Палыч смотрел на нее строже строгого. Взгляд не то что не одобрял, он запрещал ей ввязываться в это дело. Она рисковала подставиться до такой степени, что увольнение было самым безобидным, что могло с ней случиться.

— Ты вообще не можешь быть уверена, что это не подстава с его стороны, — пробубнил Палыч, отвернувшись от нее к отпотевшему стеклу собственного автомобиля.

— Палыч, чего стекло потеет? — нахмурила Даша лоб. — Пил, что ли, вчера?

— Да, выпил, и что? — отозвался он с вызовом. — С твоими темами не нажраться — святым быть! Что ни день, то история. То рядового обывателя в отдел притащишь для допроса с пристрастием. Хорошо, что он жалобу не накатал, а то ментовской беспредел тебе бы грозил как нечего делать!

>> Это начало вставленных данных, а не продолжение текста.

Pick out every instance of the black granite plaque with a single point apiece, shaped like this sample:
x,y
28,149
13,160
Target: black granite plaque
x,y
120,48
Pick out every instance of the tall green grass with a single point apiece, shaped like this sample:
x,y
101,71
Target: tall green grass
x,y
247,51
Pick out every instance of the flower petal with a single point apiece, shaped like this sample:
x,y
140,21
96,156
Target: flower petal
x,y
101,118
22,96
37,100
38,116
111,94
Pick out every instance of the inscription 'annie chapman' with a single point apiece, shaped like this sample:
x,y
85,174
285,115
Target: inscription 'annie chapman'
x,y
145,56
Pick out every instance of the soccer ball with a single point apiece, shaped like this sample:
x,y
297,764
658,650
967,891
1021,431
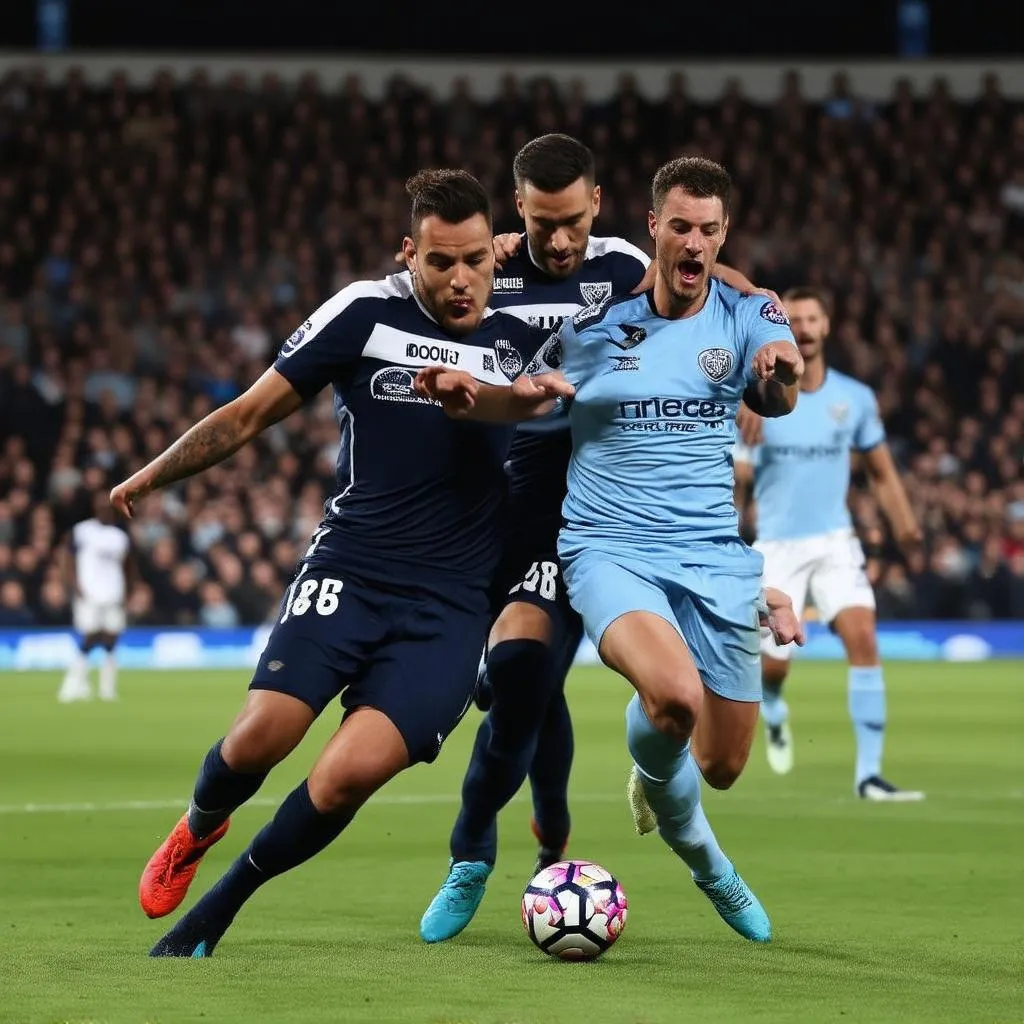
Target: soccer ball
x,y
573,909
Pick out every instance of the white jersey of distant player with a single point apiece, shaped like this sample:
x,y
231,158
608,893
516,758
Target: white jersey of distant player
x,y
802,476
100,553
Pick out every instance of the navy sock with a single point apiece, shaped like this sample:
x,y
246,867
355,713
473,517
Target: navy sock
x,y
549,775
521,674
219,790
295,834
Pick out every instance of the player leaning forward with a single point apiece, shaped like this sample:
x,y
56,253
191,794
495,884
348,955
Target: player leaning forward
x,y
668,592
390,605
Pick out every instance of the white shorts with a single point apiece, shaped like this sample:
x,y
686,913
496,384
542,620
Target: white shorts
x,y
829,567
92,616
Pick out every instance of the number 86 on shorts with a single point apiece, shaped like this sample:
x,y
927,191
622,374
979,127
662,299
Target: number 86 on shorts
x,y
321,595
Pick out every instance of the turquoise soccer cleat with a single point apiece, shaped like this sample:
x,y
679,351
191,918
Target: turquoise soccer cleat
x,y
453,908
737,906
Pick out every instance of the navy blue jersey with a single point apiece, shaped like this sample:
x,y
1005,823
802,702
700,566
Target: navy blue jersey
x,y
611,266
419,496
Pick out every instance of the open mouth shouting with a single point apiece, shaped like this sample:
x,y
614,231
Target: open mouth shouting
x,y
690,270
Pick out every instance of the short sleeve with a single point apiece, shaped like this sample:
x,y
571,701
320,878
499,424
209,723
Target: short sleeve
x,y
762,322
869,431
749,455
328,343
551,354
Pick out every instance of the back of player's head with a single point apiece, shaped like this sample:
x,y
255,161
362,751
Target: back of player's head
x,y
695,175
809,292
552,163
452,196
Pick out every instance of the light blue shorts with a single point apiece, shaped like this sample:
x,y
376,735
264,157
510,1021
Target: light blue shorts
x,y
713,608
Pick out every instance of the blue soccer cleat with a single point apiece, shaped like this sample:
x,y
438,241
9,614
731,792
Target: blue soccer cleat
x,y
453,908
737,906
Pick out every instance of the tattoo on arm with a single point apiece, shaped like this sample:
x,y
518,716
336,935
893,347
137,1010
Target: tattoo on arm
x,y
210,441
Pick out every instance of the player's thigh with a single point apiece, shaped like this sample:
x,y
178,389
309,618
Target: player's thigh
x,y
86,616
423,677
113,620
631,623
717,612
366,753
326,630
856,627
723,737
845,599
532,590
787,568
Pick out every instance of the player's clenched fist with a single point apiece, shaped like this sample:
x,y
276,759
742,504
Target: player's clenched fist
x,y
455,390
778,360
781,620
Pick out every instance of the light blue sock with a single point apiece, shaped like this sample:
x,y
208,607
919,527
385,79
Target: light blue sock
x,y
672,783
866,694
774,710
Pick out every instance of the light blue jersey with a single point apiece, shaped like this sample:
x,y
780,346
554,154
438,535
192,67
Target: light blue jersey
x,y
649,520
653,418
802,468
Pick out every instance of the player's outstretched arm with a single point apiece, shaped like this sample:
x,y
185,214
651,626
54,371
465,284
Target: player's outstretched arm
x,y
778,368
734,279
463,397
892,497
212,439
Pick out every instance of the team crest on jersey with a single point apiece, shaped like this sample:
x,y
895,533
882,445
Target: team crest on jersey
x,y
621,363
595,292
395,384
296,339
508,358
775,314
632,336
716,364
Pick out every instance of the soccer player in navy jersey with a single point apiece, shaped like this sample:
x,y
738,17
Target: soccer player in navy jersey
x,y
669,594
390,604
555,268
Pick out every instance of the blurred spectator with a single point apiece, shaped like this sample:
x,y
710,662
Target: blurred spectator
x,y
156,248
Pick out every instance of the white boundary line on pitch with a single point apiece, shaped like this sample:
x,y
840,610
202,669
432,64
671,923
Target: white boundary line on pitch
x,y
398,800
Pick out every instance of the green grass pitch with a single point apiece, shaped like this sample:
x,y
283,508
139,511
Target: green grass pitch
x,y
881,912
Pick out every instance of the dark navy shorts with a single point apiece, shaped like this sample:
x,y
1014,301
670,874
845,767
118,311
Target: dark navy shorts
x,y
529,569
412,654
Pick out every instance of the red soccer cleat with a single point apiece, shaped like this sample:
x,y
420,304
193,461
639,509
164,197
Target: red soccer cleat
x,y
168,876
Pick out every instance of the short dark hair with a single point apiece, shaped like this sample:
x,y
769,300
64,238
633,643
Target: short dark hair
x,y
819,295
552,163
452,195
695,175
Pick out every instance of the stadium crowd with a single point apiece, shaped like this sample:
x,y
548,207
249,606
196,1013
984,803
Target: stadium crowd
x,y
157,244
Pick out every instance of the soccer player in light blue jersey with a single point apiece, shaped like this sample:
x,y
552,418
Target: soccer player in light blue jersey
x,y
800,469
650,547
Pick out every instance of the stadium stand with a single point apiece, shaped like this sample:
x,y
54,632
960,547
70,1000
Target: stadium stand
x,y
156,245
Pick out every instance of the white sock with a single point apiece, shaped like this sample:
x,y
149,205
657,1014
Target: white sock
x,y
76,681
109,677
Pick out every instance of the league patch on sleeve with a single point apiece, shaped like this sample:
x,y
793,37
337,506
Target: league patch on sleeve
x,y
549,357
775,314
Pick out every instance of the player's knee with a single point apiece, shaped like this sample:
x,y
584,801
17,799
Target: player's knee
x,y
521,621
860,640
258,741
721,771
674,711
331,793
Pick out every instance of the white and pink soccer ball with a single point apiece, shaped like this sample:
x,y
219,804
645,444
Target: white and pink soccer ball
x,y
573,909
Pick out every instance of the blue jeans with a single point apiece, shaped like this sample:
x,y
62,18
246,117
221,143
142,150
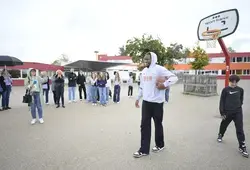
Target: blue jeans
x,y
72,93
102,93
88,89
46,91
167,94
107,94
6,96
94,94
36,104
116,97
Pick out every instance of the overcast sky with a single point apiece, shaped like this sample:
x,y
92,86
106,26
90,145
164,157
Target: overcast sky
x,y
41,30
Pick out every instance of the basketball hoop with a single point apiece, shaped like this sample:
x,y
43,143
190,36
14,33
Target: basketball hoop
x,y
213,36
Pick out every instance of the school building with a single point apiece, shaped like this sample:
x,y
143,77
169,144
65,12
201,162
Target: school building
x,y
19,72
240,64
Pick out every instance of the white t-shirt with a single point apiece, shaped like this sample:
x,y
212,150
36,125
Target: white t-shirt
x,y
108,83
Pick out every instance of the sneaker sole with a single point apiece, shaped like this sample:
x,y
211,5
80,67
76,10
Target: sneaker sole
x,y
155,151
139,156
218,140
244,155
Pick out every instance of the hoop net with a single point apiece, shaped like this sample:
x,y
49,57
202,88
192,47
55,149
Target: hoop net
x,y
213,35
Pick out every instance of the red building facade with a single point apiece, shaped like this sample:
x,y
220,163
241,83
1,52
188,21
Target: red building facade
x,y
19,73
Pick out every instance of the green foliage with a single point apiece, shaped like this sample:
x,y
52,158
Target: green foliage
x,y
122,51
138,47
62,59
200,58
174,53
231,50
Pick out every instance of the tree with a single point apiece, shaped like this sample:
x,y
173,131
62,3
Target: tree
x,y
122,51
230,50
138,47
62,59
200,58
174,53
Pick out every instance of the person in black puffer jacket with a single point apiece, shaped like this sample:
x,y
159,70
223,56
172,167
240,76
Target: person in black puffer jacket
x,y
81,80
72,85
2,89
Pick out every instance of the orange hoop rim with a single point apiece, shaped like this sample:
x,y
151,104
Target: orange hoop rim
x,y
212,33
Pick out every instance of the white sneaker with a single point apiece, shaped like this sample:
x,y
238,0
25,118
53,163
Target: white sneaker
x,y
33,121
41,120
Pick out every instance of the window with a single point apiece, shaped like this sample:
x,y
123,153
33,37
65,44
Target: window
x,y
239,59
15,73
248,59
24,73
232,71
244,59
233,59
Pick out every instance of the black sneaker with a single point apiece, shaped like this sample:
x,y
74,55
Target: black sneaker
x,y
243,151
157,149
139,154
219,139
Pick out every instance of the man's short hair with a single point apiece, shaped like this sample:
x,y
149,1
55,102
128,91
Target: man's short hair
x,y
233,78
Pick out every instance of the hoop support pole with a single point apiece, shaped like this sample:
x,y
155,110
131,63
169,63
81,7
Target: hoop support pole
x,y
227,58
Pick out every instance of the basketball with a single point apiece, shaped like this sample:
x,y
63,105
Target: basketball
x,y
160,79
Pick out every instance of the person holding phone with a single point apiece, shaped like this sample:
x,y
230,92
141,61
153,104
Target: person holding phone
x,y
33,83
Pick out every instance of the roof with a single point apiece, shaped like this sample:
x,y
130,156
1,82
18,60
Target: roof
x,y
39,66
92,65
210,55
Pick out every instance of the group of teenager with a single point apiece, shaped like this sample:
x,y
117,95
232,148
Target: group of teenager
x,y
153,92
5,89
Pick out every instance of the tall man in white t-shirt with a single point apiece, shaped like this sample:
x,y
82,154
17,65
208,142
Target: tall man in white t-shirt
x,y
153,82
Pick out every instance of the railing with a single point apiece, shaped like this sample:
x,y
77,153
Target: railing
x,y
200,85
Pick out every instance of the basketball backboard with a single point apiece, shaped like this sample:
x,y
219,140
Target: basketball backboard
x,y
226,22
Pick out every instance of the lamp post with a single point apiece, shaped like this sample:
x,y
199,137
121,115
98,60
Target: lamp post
x,y
96,55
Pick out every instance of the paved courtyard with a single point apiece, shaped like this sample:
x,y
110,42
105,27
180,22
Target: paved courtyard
x,y
86,137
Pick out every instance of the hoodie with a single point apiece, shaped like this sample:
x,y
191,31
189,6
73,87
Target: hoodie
x,y
35,81
148,90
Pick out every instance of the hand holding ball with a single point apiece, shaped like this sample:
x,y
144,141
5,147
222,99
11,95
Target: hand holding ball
x,y
160,83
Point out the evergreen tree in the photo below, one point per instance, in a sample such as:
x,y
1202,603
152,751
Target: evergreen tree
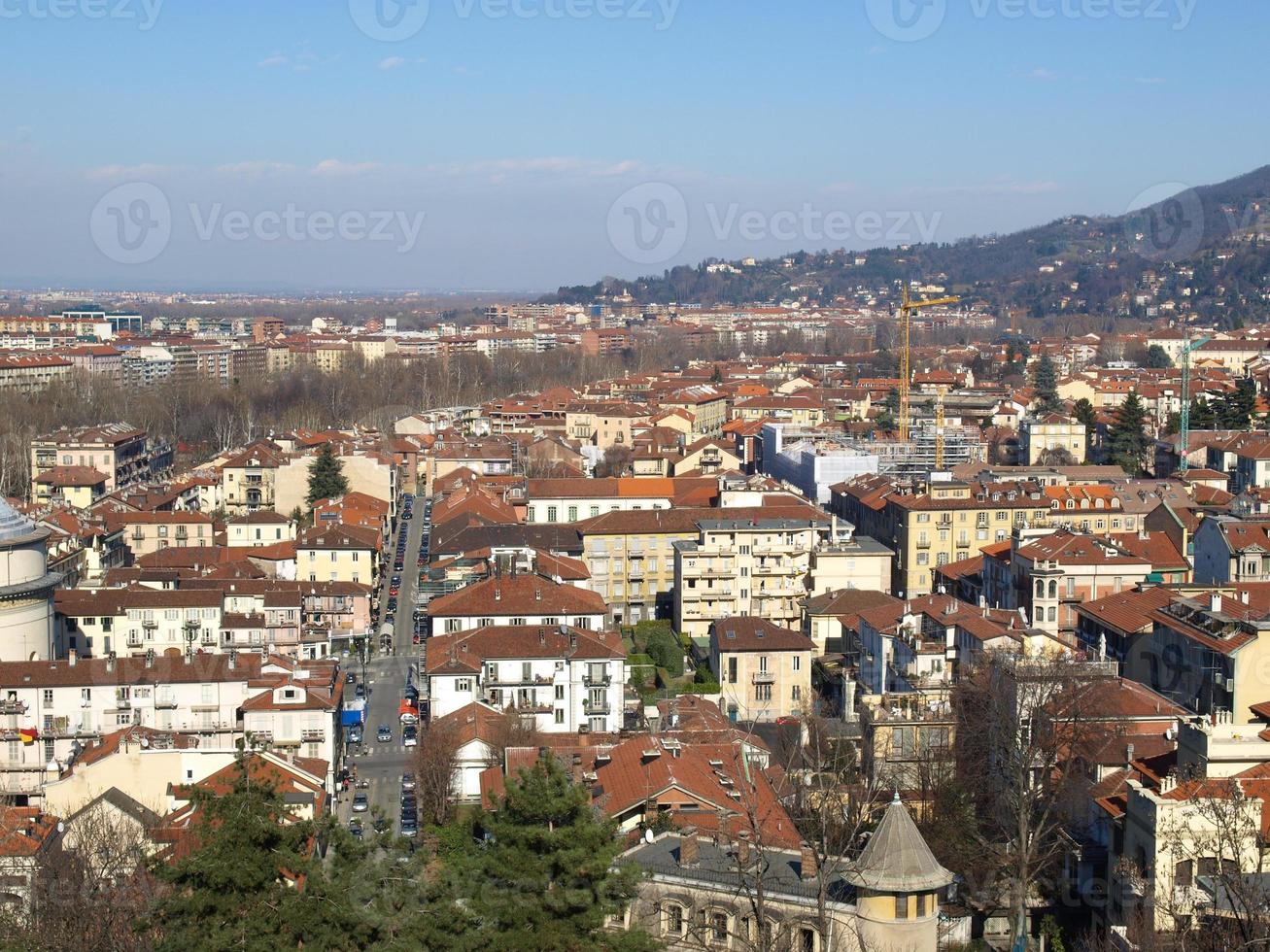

— Он потому и не написал жалобу, что у него рыло в пуху, — глянула она исподлобья. — И я не уверена, что в скором времени что-нибудь такое не произойдет. Чую, что еще увижусь с этим парнем. Всеми своими местами чую. И на всякий случай данные по машине этих гопников сохранила в столе.

— Ну… — Палыч завозился на водительском сиденье, протянул руку и добавил оборотов кондиционеру. — Сохранила и сохранила. За это тебе по макушке никто не даст. А вот что касается частного расследования по просьбе твоего бывшего, тут я категорически против.

Вот никогда ей не надо ничего запрещать! Никогда и никому! Она же назло всему будет действовать. Вопреки всем запретам и предостережениям. И не потому, что упряма до глупости, нет. Просто очень не любит вмешательства в собственные действия. Она решила — значит, все! Этим она пошла в своих родителей, обладающих упрямством и ухитрившихся прожить в совместном браке почти сорок лет.

— Вся в папу с мамой, — словно прочитал ее мысли Палыч. — Просто копия! По половинке в тебе и от одного, и от другого! Где они хоть сейчас, старики твои?

Ее старики улетели в теплые страны еще четыре года назад. Полетели на отдых и решили остаться. Больно им понравилась островная жизнь под пальмами.

— Все там же.

— А чем занимаются?

— Тем же: мама печет пироги, пирожные, делает прекрасные торты, отец продает. Бизнес процветает.

Она погасила улыбку. Если честно, то она своими родителями страшно гордилась. И когда бабушка ворчала и называла свою дочь — Дашину мать — глупой аборигенкой, то всегда вставала на ее защиту.

— Может, ты бы взяла отпуск, Панина? И улетела к ним на отдых? — задрал Палыч брови, с надеждой глянув на нее. — Отдохнула бы. Глядишь, за это время и любовница твоего Коленьки отыскалась бы. И тебе не пришлось бы совать голову в петлю ради него.

Если честно, то подставляться она не собиралась. Тем более из-за козла, который изменял ей со своей секретаршей. Ей просто стало интересно: с кем же он так виртуозно обманывал ее? Что за девушка? Куда вдруг подевалась? И почему ее родители сразу же обвинили в ее исчезновении Николая? Неужели она — Даша Панина, капитан полиции с великолепной раскрываемостью тяжких преступлений — просмотрела в нем страшную преступную сущность? Жила с убийцей и ни разу не увидела в нем патологических наклонностей?

— Этого не может быть в принципе, Палыч, — закончила она, проговорив все вслух. — Он бы проявил себя однозначно. А он…

— Может, это случилось по неосторожности? Может, это был несчастный случай? А он перепугался и спрятал тело, — пожал плечами старый друг. — Ладно, начни тихонько щупать почву, но смотри у меня! Ведь могут стрелки с него на тебя перевести. Скажут, что убила соперницу из ревности!

— Вон в чем дело! — Она откинулась на спинку пассажирского кресла, растянув рот в растерянной улыбке. — Ты думаешь, что он мог нарочно ко мне прийти за помощью? Чтобы отвести от себя подозрения?

— А о чем же я еще думаю-то, Панина! — возмутился Палыч и принялся салфеткой протирать отпотевшее стекло, тут же опустил его, снова поднял. — Только об этом и думаю! Как-то уж очень стремительно он примчался к тебе за помощью. Сам накосячил, а теперь решил тебя подставить, чтобы сухим выйти из воды. Может же быть такое?